Tag Archives: Lawless

A Week In Film #306: Autumnal

Wolfen title screen
Wolfen
Michael Wadleigh (who did the Woodstock documentary) directs his first and only narrative feature, based on the Whitley Streiber novel, and it’s a corker. Set in the near-bankrupt New York of the 70s/80s, it’s about vicious murders in which the victims are horribly mutilated. Albert Finney stars as an iconoclastic cop, and Diane Venora is the criminal psychologist assisting him in his hunt for the killers.

Great performances from Edward James Olmos as an American Indian militant, Tom Noonan as a zoologist, Gregory Hines as the coroner, and Dick O’Neill as the angry police boss, plus innovative special effects, and with a spectacularly shot south Bronx – all decaying and derelict and burnt out lots, a defining moment in the borough’s history captured on film perhaps definitively – and Battery Park too, all make for an undervalued genre thriller.

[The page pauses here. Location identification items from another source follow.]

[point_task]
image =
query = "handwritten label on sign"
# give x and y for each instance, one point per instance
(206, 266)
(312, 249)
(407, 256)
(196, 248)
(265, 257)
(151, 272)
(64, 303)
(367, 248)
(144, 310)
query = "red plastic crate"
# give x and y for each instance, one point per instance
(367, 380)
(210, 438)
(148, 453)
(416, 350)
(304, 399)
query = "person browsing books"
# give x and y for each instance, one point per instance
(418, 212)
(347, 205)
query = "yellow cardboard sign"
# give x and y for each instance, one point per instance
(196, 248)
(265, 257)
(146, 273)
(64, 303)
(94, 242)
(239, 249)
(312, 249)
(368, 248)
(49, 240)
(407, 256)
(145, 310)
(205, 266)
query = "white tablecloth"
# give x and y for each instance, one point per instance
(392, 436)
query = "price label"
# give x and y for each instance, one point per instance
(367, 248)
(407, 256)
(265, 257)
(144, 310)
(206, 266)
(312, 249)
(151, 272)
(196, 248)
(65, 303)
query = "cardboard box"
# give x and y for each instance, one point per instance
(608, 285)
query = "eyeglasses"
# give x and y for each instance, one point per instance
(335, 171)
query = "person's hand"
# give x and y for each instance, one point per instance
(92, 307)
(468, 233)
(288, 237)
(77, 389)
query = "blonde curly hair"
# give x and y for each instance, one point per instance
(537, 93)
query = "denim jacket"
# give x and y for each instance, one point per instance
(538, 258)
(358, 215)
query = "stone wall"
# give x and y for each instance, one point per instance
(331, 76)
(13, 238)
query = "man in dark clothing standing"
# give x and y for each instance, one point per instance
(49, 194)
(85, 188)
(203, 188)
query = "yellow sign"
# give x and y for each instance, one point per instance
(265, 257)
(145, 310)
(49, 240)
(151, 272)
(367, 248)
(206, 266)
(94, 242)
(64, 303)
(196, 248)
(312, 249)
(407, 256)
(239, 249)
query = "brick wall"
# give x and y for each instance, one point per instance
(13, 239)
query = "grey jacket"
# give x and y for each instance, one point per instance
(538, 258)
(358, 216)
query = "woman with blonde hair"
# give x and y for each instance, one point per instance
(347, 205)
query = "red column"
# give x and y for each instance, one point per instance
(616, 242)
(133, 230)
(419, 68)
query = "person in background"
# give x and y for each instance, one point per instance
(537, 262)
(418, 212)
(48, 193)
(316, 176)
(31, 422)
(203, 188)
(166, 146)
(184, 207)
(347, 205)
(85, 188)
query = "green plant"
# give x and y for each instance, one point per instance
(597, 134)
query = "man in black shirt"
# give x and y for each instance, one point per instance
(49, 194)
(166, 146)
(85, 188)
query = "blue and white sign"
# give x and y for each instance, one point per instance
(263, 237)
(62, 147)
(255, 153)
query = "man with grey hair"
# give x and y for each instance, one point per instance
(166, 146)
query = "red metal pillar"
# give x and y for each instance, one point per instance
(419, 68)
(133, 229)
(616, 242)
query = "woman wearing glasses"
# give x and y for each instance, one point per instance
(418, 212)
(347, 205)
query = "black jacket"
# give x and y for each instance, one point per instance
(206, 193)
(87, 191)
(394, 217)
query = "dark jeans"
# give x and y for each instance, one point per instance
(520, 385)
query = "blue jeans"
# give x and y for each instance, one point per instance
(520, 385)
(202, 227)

Lawless (1999) title screen
Lawless
Tidy little New Zealand TV movie with Kevin Smith playing an undercover cop who is hounded out of his job by untrustworthy elements, and ends up setting up his own detective agency. By no means groundbreaking, but a fine set up for a series, especially given how likeable Smith makes the rather dickish John Lawless. Angela Marie Dotchin is excellent as the under appreciated police desk jockey who hungers for something more challenging and ends up taking the plunge with Lawless. Directed by Chris Martin-Jones, written by Gavin Strawhan.

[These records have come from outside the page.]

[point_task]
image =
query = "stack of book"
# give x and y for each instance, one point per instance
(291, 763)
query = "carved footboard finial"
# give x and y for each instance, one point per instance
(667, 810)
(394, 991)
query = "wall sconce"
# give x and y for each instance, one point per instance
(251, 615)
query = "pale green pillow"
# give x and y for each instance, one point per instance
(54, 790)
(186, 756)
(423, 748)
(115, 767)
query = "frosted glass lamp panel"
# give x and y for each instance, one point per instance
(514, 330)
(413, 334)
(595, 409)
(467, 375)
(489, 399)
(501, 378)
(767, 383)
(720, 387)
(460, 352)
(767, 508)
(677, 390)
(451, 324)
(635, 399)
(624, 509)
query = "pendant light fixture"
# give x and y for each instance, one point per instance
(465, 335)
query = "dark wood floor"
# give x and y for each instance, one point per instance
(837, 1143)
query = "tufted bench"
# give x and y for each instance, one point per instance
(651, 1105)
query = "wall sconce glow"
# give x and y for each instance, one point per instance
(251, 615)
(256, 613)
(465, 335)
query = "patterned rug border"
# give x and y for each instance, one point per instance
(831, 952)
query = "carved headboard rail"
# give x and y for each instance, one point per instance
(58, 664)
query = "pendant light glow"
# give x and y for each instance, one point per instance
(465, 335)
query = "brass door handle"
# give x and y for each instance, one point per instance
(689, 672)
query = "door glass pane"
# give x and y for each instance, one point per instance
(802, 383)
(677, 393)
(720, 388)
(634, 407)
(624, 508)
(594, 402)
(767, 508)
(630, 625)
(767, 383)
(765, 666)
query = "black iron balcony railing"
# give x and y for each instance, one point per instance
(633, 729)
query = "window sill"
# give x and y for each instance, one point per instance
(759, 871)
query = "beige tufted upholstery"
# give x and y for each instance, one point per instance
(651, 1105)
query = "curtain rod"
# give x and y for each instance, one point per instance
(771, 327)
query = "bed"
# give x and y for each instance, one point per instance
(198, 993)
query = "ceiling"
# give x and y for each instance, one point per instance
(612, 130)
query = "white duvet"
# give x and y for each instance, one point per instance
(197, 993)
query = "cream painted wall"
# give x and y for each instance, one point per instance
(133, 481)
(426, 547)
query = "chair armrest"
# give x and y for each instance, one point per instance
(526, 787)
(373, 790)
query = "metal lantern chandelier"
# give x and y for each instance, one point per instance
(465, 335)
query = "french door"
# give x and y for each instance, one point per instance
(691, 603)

Lawless: Beyond Justice title screen
Lawless: Beyond Justice
Kevin Smith and Angela Marie Dotchin return for another adventure as a pair of ex-cops trying to make ends meet at their shoestring detective agency – but things start to look up when the wife of a man who dies after a rooftop fall comes to them for help. Geoffrey Cawthorn directs from a script developed by Gavin Strawhan and Rachel Long.

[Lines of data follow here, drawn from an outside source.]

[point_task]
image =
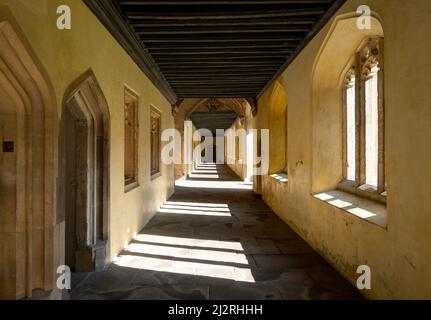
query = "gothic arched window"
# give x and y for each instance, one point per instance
(363, 109)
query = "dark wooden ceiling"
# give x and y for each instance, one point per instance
(198, 49)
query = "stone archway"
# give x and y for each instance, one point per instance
(27, 169)
(86, 175)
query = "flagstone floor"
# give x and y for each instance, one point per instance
(215, 239)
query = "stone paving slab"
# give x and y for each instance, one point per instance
(215, 239)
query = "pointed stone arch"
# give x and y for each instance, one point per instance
(27, 180)
(86, 174)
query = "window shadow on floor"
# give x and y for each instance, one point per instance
(216, 243)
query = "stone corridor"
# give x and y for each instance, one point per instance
(215, 239)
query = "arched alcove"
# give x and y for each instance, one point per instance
(331, 65)
(85, 174)
(277, 129)
(27, 179)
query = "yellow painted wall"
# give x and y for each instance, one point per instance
(67, 54)
(399, 256)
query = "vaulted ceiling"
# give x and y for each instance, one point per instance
(213, 48)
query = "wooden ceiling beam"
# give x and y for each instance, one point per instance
(223, 15)
(222, 38)
(219, 2)
(157, 54)
(305, 21)
(143, 31)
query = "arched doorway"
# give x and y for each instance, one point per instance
(86, 180)
(27, 169)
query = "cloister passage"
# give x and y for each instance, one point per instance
(215, 239)
(317, 175)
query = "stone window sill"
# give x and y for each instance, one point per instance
(280, 177)
(369, 210)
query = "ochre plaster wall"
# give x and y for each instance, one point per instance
(239, 165)
(67, 54)
(400, 255)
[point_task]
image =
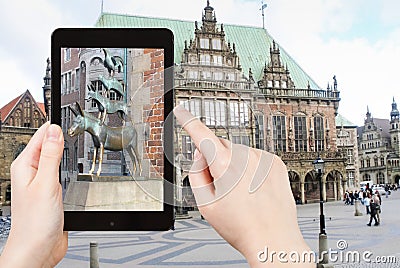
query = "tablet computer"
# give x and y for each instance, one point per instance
(111, 93)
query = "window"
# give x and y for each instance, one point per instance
(209, 112)
(205, 59)
(193, 106)
(68, 82)
(98, 86)
(204, 43)
(217, 60)
(218, 76)
(230, 76)
(18, 118)
(75, 159)
(259, 135)
(241, 139)
(319, 133)
(300, 134)
(65, 159)
(215, 112)
(350, 156)
(380, 178)
(187, 147)
(216, 43)
(206, 75)
(36, 119)
(67, 54)
(239, 113)
(279, 133)
(77, 79)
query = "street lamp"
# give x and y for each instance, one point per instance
(323, 238)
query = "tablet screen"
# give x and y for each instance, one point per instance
(112, 116)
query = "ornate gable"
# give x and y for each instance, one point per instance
(276, 75)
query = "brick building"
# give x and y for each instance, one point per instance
(379, 145)
(346, 133)
(246, 88)
(82, 68)
(19, 119)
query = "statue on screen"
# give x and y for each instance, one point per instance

A Week In Film #280: Wettest

Lawless title screen
Lawless
The third collaboration between director John Hillcoat and songsmith-turned-scriptwriter Nick Cave, this is a fair period piece about a family of redneck moonshiners in rural Virginia during Prohibition. Tom Hardy, Jason Clarke and even Shia LaBeouf are all quite watchable as the Bondurant brothers; Jessica Chastain and Mia Wasikowska get to play slightly beyond the Whore and Princess archetypes (but only just). Oh, and Guy Pearce and Gary Oldman get to round out the cast as a bent cop and scheming gang boss respectively.

But it is by no means the epic it clearly strives to be. It’s just too derivative, too plodding, too ordinary. An excellent calling card for Hardy, though.